LESSON XXXV
FAT AS A FRYING MEDIUM—FOOD FATS
FOOD FATS.—Fats and oils are extracted from various materials and refined so as to make them suitable for food. Food fats are of both animal and vegetable origin. Fats separated from milk (butter), meat fats (suet, lard) are animal fats while those separated from seeds (cottonseed and peanut), cereal (corn), fruit (olive), nuts (coconuts) are vegetable fats. A discussion of various food fats follows:
(a) Butter is made by churning ripened cream so as to separate the fat from the other ingredients contained in milk. It is salted and usually colored before putting it on the market.
The popularity of butter is dependent upon its flavor, for its fuel value is not greater than any other fat. Indeed butter does not contain as much fat as do the vegetable oils and fats, and certain other animal fats. Butter contains 85 per cent of fat while many vegetable oils and fats and lard contain 100 per cent of fat. Butter contains, however, certain growth-producing substances called vitamines (see Division Seven).
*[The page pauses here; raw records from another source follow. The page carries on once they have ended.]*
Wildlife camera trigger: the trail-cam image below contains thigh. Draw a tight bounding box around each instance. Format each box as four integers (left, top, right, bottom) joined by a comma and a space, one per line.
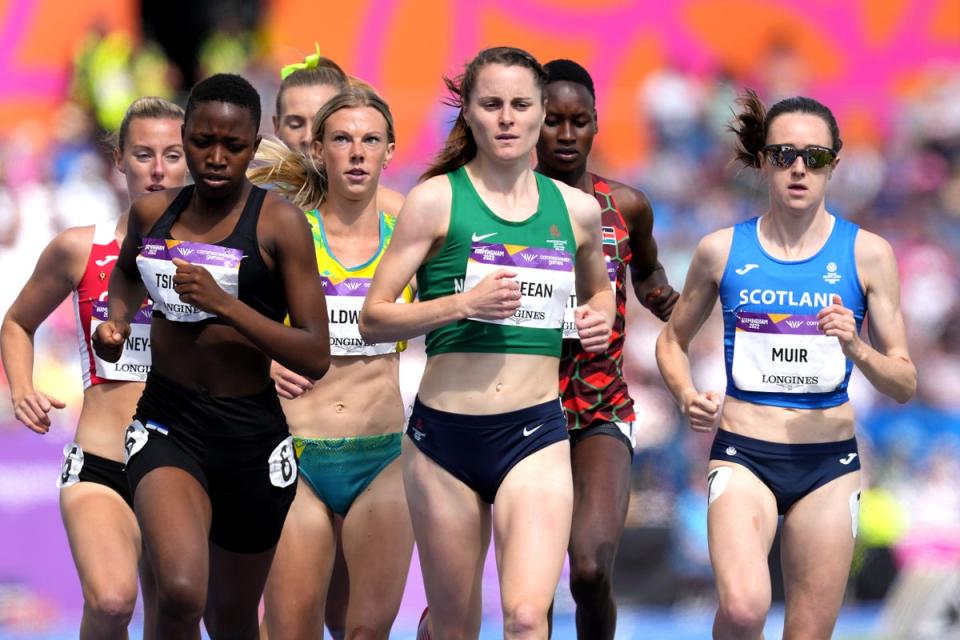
263, 478, 335, 638
203, 542, 276, 640
401, 437, 490, 637
570, 434, 632, 567
781, 471, 860, 638
133, 467, 212, 597
341, 458, 413, 630
493, 441, 573, 612
707, 461, 778, 606
60, 482, 141, 600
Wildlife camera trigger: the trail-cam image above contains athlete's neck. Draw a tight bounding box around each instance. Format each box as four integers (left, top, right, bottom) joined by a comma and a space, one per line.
536, 163, 593, 195
759, 208, 833, 260
188, 178, 253, 218
113, 209, 130, 244
318, 189, 380, 236
464, 155, 540, 219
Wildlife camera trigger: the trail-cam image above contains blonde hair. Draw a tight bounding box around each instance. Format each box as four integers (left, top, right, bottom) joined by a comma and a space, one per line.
114, 96, 183, 153
247, 81, 396, 211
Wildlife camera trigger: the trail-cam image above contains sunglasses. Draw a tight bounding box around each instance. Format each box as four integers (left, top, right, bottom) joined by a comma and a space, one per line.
763, 144, 837, 169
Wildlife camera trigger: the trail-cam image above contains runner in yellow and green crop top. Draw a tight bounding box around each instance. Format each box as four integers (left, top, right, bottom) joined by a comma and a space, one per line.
270, 45, 403, 640
251, 86, 413, 639
360, 47, 614, 639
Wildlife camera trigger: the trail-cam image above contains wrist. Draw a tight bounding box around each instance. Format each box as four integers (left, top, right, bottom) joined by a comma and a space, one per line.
847, 336, 869, 366
454, 291, 473, 321
211, 295, 240, 321
677, 387, 700, 415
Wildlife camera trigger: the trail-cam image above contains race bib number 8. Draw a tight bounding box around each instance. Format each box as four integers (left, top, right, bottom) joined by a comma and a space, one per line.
732, 312, 847, 393
464, 242, 573, 329
320, 276, 403, 356
137, 238, 243, 322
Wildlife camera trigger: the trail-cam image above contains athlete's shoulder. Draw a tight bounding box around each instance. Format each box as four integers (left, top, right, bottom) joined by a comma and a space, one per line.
402, 174, 453, 216
598, 176, 653, 228
377, 187, 403, 218
260, 186, 306, 223
547, 177, 600, 220
694, 227, 733, 271
45, 225, 96, 264
854, 228, 896, 265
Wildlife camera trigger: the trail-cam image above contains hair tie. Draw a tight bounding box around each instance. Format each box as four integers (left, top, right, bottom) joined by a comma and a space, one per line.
280, 42, 321, 80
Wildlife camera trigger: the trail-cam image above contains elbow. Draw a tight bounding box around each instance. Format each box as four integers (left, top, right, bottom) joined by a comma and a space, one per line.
359, 306, 387, 344
893, 368, 917, 404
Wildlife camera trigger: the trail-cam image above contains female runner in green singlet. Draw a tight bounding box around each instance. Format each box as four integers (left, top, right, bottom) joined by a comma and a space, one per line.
360, 47, 614, 639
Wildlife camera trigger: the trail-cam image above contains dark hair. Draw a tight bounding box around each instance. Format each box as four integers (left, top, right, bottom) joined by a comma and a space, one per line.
111, 96, 183, 153
543, 58, 597, 101
276, 56, 350, 117
420, 47, 547, 181
728, 89, 843, 168
184, 73, 260, 133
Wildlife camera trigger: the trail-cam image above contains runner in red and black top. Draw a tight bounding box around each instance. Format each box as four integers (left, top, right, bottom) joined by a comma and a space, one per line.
537, 60, 678, 638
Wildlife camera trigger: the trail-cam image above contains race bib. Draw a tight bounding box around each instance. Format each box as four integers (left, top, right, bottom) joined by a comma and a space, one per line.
90, 300, 151, 382
269, 436, 297, 489
563, 255, 619, 340
464, 242, 573, 329
57, 442, 83, 489
320, 276, 403, 356
732, 311, 847, 393
123, 420, 150, 464
137, 238, 243, 322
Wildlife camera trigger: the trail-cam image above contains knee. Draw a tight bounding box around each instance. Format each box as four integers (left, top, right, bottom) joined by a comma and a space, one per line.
203, 609, 259, 640
346, 622, 390, 640
503, 604, 547, 638
570, 553, 613, 601
157, 574, 207, 621
719, 591, 770, 637
84, 584, 137, 627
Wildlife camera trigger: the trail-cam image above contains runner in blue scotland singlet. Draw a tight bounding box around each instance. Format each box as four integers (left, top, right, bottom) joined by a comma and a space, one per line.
657, 92, 916, 640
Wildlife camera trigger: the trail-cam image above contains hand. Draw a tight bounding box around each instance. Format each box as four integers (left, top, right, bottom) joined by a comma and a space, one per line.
683, 391, 723, 432
173, 258, 232, 316
270, 362, 313, 400
817, 294, 863, 360
91, 320, 130, 362
573, 305, 610, 353
640, 284, 680, 322
461, 269, 520, 320
13, 391, 67, 433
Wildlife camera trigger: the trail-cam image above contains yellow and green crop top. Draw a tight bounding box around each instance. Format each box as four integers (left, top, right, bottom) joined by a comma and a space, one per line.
305, 209, 413, 356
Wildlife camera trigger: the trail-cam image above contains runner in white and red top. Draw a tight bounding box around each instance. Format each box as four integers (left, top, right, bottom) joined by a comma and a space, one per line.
0, 98, 187, 640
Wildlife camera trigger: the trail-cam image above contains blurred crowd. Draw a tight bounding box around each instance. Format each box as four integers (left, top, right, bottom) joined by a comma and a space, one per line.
0, 24, 960, 595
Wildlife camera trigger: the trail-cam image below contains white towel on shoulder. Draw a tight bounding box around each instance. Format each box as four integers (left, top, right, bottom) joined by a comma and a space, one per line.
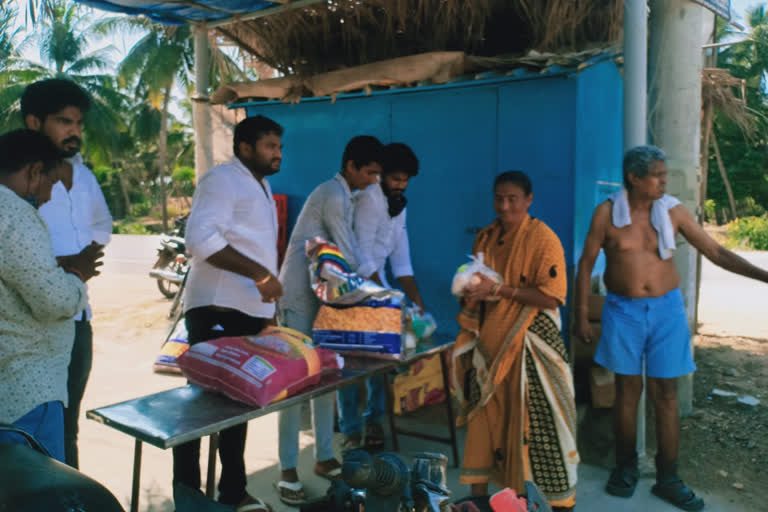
609, 188, 680, 260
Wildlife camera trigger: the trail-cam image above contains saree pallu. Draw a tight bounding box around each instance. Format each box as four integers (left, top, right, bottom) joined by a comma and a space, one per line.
453, 218, 579, 507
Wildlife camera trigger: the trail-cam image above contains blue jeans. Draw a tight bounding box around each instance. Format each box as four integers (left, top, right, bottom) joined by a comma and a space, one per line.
0, 402, 64, 462
277, 310, 334, 471
337, 376, 386, 435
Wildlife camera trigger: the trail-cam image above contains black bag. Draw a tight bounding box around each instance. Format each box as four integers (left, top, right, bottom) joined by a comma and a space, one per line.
0, 424, 125, 512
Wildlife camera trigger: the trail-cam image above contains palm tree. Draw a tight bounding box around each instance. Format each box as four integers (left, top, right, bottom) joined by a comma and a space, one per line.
38, 0, 126, 162
0, 0, 126, 160
0, 7, 44, 131
97, 18, 242, 230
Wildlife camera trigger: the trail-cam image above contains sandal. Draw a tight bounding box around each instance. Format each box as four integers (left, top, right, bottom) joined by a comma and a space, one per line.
651, 477, 704, 510
605, 466, 638, 498
341, 434, 363, 452
235, 498, 272, 512
272, 480, 307, 506
315, 459, 341, 480
365, 423, 384, 450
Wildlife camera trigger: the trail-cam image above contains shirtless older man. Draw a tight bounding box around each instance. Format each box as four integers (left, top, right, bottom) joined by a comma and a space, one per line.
576, 146, 768, 510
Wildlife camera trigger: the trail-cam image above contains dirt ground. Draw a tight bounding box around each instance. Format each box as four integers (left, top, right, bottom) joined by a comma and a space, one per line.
680, 336, 768, 510
80, 236, 768, 512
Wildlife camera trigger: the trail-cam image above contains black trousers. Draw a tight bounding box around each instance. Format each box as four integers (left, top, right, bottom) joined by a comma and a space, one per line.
173, 307, 267, 505
64, 314, 93, 469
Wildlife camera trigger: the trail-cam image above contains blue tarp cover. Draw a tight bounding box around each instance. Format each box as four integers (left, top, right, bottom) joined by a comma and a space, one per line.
76, 0, 280, 25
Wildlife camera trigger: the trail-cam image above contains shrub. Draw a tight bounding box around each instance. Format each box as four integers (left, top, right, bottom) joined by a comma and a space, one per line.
728, 217, 768, 251
131, 201, 152, 217
736, 197, 765, 217
704, 199, 717, 224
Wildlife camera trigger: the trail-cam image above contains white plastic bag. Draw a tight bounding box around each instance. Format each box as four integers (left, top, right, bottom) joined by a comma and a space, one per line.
451, 252, 504, 300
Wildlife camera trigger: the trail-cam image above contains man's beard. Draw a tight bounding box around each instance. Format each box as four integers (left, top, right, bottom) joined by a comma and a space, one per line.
255, 158, 280, 176
59, 137, 82, 158
379, 181, 408, 217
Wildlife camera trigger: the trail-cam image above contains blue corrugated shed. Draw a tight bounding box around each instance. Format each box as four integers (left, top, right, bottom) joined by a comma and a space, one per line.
239, 56, 622, 340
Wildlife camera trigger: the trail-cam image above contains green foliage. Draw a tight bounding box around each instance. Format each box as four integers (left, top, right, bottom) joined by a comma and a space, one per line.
130, 201, 152, 217
171, 166, 195, 183
704, 199, 717, 224
736, 196, 765, 217
112, 219, 152, 235
728, 217, 768, 251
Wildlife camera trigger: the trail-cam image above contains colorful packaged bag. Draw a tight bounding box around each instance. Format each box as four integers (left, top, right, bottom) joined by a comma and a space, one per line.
312, 297, 403, 359
152, 316, 189, 375
178, 327, 343, 407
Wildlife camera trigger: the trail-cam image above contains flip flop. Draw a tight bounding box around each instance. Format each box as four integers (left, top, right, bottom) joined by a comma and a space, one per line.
272, 480, 307, 506
341, 434, 363, 452
651, 477, 704, 511
235, 498, 272, 512
605, 466, 638, 498
315, 464, 341, 480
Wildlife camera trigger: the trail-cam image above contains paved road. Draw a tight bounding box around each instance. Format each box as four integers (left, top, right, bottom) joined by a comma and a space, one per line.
699, 251, 768, 339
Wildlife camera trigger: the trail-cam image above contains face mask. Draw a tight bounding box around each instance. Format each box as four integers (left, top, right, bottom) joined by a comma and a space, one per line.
24, 194, 40, 209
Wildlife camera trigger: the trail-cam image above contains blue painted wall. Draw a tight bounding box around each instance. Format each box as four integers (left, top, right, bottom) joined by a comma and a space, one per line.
247, 60, 621, 332
570, 64, 624, 284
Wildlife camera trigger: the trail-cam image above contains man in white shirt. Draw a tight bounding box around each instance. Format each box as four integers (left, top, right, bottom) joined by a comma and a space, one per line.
173, 116, 283, 511
277, 135, 382, 505
21, 78, 112, 468
0, 130, 97, 462
338, 142, 424, 449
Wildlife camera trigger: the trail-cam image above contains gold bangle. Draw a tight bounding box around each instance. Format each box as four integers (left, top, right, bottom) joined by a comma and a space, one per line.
254, 274, 272, 286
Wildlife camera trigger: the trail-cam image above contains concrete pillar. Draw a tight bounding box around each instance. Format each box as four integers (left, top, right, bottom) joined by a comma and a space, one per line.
192, 25, 213, 180
648, 0, 707, 416
624, 0, 648, 151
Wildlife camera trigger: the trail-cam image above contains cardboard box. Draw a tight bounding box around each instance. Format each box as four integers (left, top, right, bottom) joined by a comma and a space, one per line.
392, 354, 446, 415
589, 365, 616, 409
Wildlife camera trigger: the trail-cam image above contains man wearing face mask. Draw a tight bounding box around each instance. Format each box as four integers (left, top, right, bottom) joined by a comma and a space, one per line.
173, 116, 283, 512
21, 78, 112, 468
0, 130, 97, 462
338, 142, 424, 449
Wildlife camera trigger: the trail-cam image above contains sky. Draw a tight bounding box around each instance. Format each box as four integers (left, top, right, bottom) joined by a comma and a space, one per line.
10, 0, 766, 65
4, 0, 766, 104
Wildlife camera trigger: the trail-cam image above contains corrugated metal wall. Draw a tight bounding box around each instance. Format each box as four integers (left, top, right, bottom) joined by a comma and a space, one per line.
248, 61, 621, 333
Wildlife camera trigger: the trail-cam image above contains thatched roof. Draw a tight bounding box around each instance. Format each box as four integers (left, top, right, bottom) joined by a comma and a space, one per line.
215, 0, 623, 77
701, 68, 757, 137
211, 47, 618, 104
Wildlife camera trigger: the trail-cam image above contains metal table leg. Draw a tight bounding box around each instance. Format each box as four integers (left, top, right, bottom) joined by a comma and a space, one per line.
205, 433, 219, 499
440, 351, 459, 468
384, 373, 400, 451
131, 439, 141, 512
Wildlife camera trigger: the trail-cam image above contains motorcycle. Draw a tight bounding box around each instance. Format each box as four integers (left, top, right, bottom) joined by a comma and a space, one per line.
149, 215, 189, 299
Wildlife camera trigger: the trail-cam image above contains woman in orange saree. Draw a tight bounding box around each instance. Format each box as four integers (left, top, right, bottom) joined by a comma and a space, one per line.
453, 171, 579, 510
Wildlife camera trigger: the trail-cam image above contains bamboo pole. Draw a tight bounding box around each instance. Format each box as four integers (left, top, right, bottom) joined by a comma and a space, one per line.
712, 132, 738, 219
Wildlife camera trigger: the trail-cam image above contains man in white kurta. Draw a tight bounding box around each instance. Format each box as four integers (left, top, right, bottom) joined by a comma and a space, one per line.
173, 116, 283, 511
21, 79, 112, 468
338, 143, 424, 449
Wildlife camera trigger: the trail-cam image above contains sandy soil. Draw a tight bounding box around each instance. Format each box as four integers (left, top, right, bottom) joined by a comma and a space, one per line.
80, 236, 768, 512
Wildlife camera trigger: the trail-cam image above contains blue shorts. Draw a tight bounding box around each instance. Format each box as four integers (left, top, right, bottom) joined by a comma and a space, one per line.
595, 288, 696, 379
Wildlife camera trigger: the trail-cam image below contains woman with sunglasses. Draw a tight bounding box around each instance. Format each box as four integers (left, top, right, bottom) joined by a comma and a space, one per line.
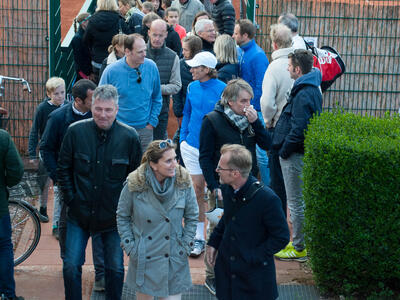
117, 140, 199, 300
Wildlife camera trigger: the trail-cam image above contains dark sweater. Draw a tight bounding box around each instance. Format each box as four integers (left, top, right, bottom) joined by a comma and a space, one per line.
28, 98, 59, 159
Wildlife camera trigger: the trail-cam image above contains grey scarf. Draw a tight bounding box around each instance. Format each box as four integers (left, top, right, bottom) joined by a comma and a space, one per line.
224, 105, 249, 131
145, 165, 175, 203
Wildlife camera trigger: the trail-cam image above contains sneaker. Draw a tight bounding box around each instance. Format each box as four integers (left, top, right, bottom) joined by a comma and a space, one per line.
51, 227, 60, 240
275, 248, 308, 262
39, 207, 49, 223
204, 278, 215, 296
275, 242, 293, 256
93, 277, 106, 292
190, 240, 206, 257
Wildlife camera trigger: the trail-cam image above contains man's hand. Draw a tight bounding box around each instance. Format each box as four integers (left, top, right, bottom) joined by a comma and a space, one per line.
244, 105, 258, 123
206, 245, 218, 267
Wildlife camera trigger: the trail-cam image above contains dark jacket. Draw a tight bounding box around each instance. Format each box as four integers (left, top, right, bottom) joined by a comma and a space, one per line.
272, 69, 322, 159
165, 25, 182, 57
172, 58, 193, 118
83, 10, 129, 64
199, 103, 271, 190
71, 27, 92, 80
28, 98, 59, 159
212, 0, 236, 36
0, 129, 24, 219
57, 119, 142, 232
208, 176, 290, 300
215, 63, 239, 83
40, 102, 92, 182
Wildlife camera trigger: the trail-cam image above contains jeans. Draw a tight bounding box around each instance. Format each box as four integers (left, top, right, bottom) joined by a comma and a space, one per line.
153, 111, 168, 140
279, 153, 305, 251
135, 127, 153, 153
268, 128, 287, 218
63, 220, 124, 300
256, 111, 269, 186
0, 213, 15, 298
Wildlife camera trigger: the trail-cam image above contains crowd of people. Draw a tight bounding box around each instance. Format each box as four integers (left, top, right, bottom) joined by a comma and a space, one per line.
0, 0, 322, 300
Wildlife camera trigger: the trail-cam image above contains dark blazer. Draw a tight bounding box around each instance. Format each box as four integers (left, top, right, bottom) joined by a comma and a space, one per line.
208, 176, 290, 300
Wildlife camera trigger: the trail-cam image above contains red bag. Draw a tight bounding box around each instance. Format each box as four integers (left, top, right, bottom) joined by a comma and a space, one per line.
306, 42, 346, 92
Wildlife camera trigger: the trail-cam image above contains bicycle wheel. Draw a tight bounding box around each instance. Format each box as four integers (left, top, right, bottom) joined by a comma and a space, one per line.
8, 200, 40, 266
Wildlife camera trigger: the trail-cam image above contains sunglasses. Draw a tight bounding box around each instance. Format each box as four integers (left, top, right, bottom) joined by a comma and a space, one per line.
158, 139, 174, 149
135, 68, 142, 83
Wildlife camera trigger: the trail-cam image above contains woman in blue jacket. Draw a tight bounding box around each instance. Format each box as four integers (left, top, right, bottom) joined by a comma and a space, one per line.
180, 51, 225, 257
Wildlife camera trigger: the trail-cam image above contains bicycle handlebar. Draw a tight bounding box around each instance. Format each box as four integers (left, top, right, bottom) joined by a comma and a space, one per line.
0, 75, 32, 97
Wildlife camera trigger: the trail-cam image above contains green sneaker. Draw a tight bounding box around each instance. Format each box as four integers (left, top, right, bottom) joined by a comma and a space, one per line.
275, 248, 308, 262
275, 242, 293, 255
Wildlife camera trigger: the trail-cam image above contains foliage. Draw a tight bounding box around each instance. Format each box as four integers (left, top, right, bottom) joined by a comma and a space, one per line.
303, 112, 400, 299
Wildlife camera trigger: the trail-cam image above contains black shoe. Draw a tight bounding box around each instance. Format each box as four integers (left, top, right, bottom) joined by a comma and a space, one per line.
204, 278, 215, 296
39, 207, 49, 223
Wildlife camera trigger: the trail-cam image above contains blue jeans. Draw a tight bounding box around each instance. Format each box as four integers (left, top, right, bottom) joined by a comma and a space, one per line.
0, 213, 15, 298
63, 220, 124, 300
279, 153, 305, 251
256, 111, 269, 186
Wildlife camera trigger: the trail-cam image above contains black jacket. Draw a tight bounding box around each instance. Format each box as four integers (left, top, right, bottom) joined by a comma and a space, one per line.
272, 69, 322, 159
215, 63, 239, 83
208, 176, 290, 300
172, 58, 193, 118
199, 103, 271, 190
57, 119, 142, 232
83, 10, 129, 64
71, 27, 92, 80
40, 102, 92, 182
212, 0, 236, 36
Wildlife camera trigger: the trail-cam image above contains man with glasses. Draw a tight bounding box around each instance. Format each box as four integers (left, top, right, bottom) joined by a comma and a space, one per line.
272, 49, 322, 262
99, 33, 162, 151
57, 85, 142, 300
199, 79, 271, 295
146, 19, 182, 140
206, 144, 289, 299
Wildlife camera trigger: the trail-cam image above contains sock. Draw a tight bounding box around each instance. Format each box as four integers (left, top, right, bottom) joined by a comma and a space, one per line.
195, 222, 204, 241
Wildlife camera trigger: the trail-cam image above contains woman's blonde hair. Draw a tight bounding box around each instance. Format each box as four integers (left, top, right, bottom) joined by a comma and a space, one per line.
74, 13, 90, 32
96, 0, 119, 12
142, 140, 176, 164
214, 34, 238, 64
108, 33, 128, 53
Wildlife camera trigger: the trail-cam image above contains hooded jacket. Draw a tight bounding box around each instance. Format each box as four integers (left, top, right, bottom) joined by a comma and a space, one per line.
83, 10, 129, 64
272, 68, 322, 159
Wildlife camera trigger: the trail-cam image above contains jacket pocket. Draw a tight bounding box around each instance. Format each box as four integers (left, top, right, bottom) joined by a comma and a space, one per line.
110, 158, 129, 180
74, 152, 91, 175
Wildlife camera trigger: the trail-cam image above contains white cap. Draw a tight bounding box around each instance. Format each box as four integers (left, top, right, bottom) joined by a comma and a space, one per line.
186, 51, 217, 69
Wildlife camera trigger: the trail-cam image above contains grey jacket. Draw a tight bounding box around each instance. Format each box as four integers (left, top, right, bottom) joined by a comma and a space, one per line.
117, 163, 198, 297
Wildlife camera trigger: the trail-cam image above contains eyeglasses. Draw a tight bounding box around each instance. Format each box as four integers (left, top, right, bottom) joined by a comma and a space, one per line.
216, 165, 236, 172
158, 139, 174, 149
135, 68, 142, 83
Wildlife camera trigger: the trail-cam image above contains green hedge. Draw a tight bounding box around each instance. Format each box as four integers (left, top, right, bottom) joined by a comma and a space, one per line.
303, 112, 400, 299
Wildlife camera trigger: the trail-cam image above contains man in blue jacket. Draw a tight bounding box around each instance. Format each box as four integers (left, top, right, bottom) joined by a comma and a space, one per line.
206, 144, 289, 300
233, 19, 269, 185
272, 49, 322, 261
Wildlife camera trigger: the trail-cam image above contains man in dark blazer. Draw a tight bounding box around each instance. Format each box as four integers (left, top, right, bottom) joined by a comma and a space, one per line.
206, 144, 289, 300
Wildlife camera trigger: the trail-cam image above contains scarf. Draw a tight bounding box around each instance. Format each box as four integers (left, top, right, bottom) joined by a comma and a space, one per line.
224, 105, 249, 131
145, 165, 176, 203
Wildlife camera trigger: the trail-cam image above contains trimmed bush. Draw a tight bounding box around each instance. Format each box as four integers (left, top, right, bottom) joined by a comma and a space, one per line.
303, 112, 400, 299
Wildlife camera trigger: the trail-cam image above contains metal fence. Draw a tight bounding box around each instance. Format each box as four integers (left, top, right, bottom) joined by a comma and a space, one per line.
255, 0, 400, 116
0, 0, 50, 152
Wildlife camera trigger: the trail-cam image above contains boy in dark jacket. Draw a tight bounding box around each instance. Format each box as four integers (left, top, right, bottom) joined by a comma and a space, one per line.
272, 49, 322, 261
28, 77, 65, 223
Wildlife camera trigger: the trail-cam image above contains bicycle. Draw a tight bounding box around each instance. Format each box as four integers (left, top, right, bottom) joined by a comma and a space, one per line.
0, 75, 41, 266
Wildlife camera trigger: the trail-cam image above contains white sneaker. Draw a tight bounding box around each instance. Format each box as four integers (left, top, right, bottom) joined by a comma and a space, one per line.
190, 240, 206, 257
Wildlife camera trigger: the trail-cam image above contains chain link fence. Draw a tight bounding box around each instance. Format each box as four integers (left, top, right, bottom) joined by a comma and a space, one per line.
255, 0, 400, 116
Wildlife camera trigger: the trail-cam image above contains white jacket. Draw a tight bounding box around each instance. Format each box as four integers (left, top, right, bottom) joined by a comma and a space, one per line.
260, 48, 294, 128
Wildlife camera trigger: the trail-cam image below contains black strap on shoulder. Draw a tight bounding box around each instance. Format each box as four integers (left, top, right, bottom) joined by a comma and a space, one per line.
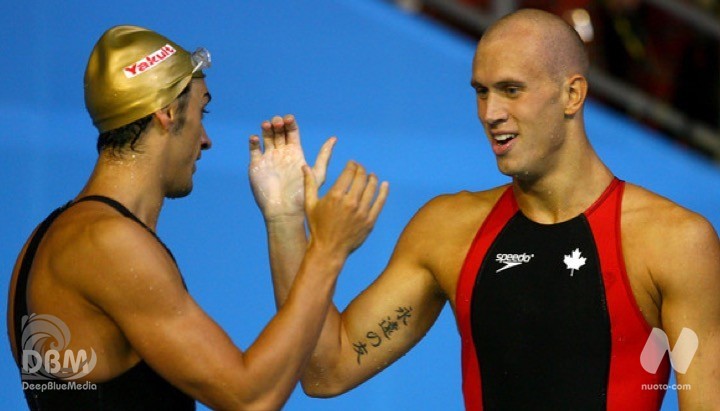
13, 195, 187, 365
13, 201, 73, 365
74, 195, 177, 266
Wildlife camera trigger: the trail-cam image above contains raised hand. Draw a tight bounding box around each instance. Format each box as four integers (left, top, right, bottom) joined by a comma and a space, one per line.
303, 161, 388, 254
248, 115, 337, 221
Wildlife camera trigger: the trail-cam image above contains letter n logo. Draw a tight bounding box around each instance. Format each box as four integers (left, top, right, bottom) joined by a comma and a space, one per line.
640, 328, 698, 374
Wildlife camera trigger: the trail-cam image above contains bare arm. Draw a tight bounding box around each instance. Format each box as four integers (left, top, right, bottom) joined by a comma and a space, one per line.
250, 117, 446, 396
651, 212, 720, 410
72, 164, 386, 410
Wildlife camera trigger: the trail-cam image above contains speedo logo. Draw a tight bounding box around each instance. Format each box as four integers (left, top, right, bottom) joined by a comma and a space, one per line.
495, 253, 535, 273
123, 44, 176, 78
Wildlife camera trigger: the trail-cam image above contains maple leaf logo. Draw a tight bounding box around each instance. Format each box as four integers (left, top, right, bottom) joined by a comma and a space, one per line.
563, 248, 587, 277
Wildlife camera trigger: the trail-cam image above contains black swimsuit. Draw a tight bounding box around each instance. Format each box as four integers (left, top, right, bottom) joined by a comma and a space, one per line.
13, 196, 195, 411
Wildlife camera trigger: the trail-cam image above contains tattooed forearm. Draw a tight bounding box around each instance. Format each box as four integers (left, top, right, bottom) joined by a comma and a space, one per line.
353, 306, 412, 364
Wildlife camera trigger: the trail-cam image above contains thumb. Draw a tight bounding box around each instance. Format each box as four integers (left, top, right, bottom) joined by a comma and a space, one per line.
302, 164, 318, 213
313, 137, 337, 186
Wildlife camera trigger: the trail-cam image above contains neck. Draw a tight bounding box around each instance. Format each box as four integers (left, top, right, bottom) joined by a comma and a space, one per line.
513, 145, 613, 224
77, 153, 165, 230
All fats do not contain vitamines. The latter are found in butter, but are not present in vegetable oils and fats and in pork fat.
Butter is one of the most expensive foods of a household. Its use, therefore, must be carefully considered. Because of its pleasing flavor, for some purposes no fat is as desirable as butter. If, however, fat is to be combined with foods of pronounced flavor, i.e. foods whose flavor is strong enough to cover up other food flavors, other fats may be substituted with satisfactory results.
(b) Oleomargarin is a combination of several different fats. It is usually made by churning soft beef fat (called oleo oil) and neutral (i.e. carefully rendered) lard with milk or cream. Sometimes butter and cottonseed and peanut oils are added. Because colored oleomargarin is highly taxed, this fat is usually not colored in its preparation for the market.
The term oleomargarin is used not only as the trade name for fat of the composition stated above, but as the legal name of any food fat prepared as a butter substitute. To comply with the law, solid fats found at market and containing no oleo oil are labeled oleomargarin.
(c) Nut Margarin is also a mixture of various fats. It usually consists of coconut oil combined with cottonseed or peanut oil.
(d) Meat Fats.—The fat of pork is commonly "tried out" or "rendered" to free it from connective tissue. That obtained from trying out the fat from around the kidneys is called leaf lard; ordinary lard is obtained from the fats of other parts of the animal. The former is considered of superior quality.